Quick, give me that KFC bucket, because I think I'm going to vomit.
This happy little video, posted last week on the KFC Philippines YouTube channel, came to my attention thanks to some fawning coverage on Mashable. In the clip, the brand uses the cutest amphibious vehicle you ever saw to bring some fried chicken to a lovely woman who, at 69, has trouble getting around her perpetually flooded village. The woman and her fellow residents go on to profess their thanks to the brand for this treat.
Nothing wrong with that, you say? Well, I admit that delivering some chicken to people who clearly enjoyed it is not a crime against humanity. Certainly it doesn't hold a candle to things that are going on in the Philippines or the US right now, for example.
But it is a crime against the brand—a self-inflicted one.
It seems surreal to have to run through the logic, but here goes. It's not a good look for a large, profitable corporation, especially a multinational one, to exploit a poor community (however slightly) in order to create a self-praising video that the brand hopes will deliver a big earned-media impact.
In this case, there's no lasting change for the people who are lending their stories, likenesses and emotional heft to your little film, so the 'value exchange' is unjustly lopsided. You filled some stomachs one time, and you apparently think you deserve a medal. Maybe you should stick to stuff like lickable nail polish and chicken-scented sunscreen.
Everyone who sees this knows what you're up to, and many of them wonder why you couldn't spend the budget on things that the people in this village apparently need. Such as, say, a supply of fresh water. Or homes that have dry land under them.
It's not any brand's obligation to solve world hunger or provide homes for unfortunate people. But if you're going to helicopter in—or float in on a precious little boat—and take promotional value out of a group of people, at least you could try to give more than a few hundred dollars worth of free food in return.

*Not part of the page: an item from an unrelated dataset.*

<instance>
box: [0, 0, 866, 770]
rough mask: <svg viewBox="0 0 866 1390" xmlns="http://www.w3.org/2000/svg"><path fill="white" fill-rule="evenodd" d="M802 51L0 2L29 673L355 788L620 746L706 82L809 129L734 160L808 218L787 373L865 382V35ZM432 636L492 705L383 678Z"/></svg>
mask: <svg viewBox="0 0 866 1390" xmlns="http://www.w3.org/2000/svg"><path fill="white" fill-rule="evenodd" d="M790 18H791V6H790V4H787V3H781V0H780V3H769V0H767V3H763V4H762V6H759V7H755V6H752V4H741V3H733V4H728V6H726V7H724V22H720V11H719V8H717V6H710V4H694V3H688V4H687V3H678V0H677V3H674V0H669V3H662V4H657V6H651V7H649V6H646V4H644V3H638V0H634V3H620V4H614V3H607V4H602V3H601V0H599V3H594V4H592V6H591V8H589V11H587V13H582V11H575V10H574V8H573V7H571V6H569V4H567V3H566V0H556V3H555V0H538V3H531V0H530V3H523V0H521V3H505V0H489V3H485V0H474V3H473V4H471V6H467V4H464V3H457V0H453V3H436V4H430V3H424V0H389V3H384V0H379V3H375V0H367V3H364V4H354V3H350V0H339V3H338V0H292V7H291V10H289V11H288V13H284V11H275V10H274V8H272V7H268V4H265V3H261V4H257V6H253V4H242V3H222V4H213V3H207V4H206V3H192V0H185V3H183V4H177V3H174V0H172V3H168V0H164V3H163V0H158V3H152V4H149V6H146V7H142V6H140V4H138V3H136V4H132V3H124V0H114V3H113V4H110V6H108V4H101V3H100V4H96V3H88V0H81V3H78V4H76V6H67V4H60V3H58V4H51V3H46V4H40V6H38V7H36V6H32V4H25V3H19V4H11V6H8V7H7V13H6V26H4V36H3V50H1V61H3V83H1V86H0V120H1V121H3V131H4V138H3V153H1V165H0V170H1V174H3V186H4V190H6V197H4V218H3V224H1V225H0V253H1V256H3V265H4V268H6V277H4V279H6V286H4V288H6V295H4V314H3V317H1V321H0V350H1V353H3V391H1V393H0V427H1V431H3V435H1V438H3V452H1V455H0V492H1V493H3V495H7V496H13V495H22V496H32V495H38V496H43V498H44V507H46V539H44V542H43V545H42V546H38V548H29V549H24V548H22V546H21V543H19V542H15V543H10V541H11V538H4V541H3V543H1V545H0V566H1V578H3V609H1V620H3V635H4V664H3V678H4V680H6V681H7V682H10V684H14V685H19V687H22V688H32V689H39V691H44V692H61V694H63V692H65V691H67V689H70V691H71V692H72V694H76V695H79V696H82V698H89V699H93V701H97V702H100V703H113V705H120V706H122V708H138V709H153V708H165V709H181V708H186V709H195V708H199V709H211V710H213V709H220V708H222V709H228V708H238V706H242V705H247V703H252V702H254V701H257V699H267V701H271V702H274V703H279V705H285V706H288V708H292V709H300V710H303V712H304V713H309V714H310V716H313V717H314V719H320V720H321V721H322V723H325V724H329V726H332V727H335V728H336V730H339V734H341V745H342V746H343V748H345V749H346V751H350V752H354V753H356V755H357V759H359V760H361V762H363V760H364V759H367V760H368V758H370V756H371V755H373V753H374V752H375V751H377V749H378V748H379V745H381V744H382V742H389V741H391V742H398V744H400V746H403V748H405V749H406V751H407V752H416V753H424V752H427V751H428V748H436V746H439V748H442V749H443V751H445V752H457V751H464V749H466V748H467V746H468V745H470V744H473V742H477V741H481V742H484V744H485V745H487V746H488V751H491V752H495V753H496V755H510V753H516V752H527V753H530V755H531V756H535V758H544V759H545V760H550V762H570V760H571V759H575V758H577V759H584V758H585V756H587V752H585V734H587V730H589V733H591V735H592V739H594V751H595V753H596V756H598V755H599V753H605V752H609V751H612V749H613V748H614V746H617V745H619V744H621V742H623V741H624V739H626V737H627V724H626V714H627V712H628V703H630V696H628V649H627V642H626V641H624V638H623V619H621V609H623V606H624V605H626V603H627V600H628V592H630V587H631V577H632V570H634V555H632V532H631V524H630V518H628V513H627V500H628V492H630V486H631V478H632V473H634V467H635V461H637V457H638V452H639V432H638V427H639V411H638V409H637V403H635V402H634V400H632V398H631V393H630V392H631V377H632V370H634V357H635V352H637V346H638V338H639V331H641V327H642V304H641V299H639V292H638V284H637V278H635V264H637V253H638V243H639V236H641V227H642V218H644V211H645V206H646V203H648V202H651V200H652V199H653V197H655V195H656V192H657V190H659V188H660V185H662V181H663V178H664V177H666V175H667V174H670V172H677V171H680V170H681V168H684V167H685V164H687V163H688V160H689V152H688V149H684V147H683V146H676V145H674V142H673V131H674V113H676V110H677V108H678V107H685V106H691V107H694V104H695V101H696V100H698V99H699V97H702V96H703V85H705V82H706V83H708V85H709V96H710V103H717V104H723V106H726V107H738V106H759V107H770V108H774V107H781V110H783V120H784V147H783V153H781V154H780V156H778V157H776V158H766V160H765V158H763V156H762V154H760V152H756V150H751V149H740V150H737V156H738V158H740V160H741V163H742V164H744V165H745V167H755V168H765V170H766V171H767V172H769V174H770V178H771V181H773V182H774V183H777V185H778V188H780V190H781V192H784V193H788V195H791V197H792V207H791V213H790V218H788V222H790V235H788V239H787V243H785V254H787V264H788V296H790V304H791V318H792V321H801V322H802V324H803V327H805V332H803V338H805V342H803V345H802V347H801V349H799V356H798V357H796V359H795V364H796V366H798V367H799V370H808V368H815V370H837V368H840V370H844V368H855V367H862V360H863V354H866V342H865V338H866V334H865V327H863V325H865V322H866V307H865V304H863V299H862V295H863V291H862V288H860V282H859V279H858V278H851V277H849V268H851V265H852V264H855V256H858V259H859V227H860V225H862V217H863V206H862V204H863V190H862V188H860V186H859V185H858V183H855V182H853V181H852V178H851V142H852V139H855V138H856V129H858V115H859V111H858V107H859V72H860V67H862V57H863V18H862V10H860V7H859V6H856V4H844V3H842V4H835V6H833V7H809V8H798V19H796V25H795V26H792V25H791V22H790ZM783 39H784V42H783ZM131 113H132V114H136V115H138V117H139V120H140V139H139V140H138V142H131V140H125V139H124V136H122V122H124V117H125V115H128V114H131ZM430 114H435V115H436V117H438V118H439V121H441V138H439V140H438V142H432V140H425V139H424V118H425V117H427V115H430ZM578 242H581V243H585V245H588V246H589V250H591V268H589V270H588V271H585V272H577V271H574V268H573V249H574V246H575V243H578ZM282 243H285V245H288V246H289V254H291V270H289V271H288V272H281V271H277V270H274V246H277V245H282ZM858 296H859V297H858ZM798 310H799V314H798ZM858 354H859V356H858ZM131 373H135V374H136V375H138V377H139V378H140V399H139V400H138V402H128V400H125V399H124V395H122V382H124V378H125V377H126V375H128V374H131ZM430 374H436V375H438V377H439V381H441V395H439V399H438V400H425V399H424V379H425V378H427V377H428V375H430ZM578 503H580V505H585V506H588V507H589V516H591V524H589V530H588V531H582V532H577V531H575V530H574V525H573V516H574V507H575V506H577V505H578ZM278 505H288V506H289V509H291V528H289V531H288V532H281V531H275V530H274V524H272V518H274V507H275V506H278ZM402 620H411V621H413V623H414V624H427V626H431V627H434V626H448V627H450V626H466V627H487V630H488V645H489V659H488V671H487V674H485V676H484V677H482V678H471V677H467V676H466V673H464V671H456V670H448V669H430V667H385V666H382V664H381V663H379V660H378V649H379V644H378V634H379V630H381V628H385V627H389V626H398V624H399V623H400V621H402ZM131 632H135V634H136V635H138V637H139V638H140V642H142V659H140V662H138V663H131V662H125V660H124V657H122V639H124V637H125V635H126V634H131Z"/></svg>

Better yet, you could allow your human feelings (you have those, right?) to guide you. Maybe you'll see people who, in addition to being good for a video, truly need help. Maybe you'll see an opportunity to embark on a long-term, meaningful project to make a real difference. And hey, guess what? You'd get way more videos—better ones, because you'd have earned them—out of an effort like that.
As one YouTube commenter put it, this is nothing more than "Staged bullshit." I've been watching this industry in this region for a few years now, and it's depressing to see reputable brands and agencies (Ogilvy in this case) still engaging in this sort of empty and craven posturing.
(By the way, I have reached out in hope that KFC is actually doing some charitable work in the Philippines and just neglected to mention it. But I have not received a response yet.)*
Matthew Miller is Campaign Asia-Pacific's online editor.
* Update, 11:45 am, 5 May 2017: After this article was published, I received a response from KFC via Ogilvy. It reads in part:
Each year—as we have for the last 8 years—we participate in the Yum! Brands World Hunger Relief Campaign by launching initiatives in our stores that enable our consumers to donate to feeding programs benefiting conflict-affected areas of central Mindanao through the UN World Food Programme. KFC Philippines’ ongoing donations to this initiative has amounted to millions of dollars throughout this time.
KFC also said the above is just one of "many" ongoing programmes it participates in. So that's genuinely good news. However, I would submit that a single, poorly thought-out video that makes a bad impression can erase an awful lot of goodwill.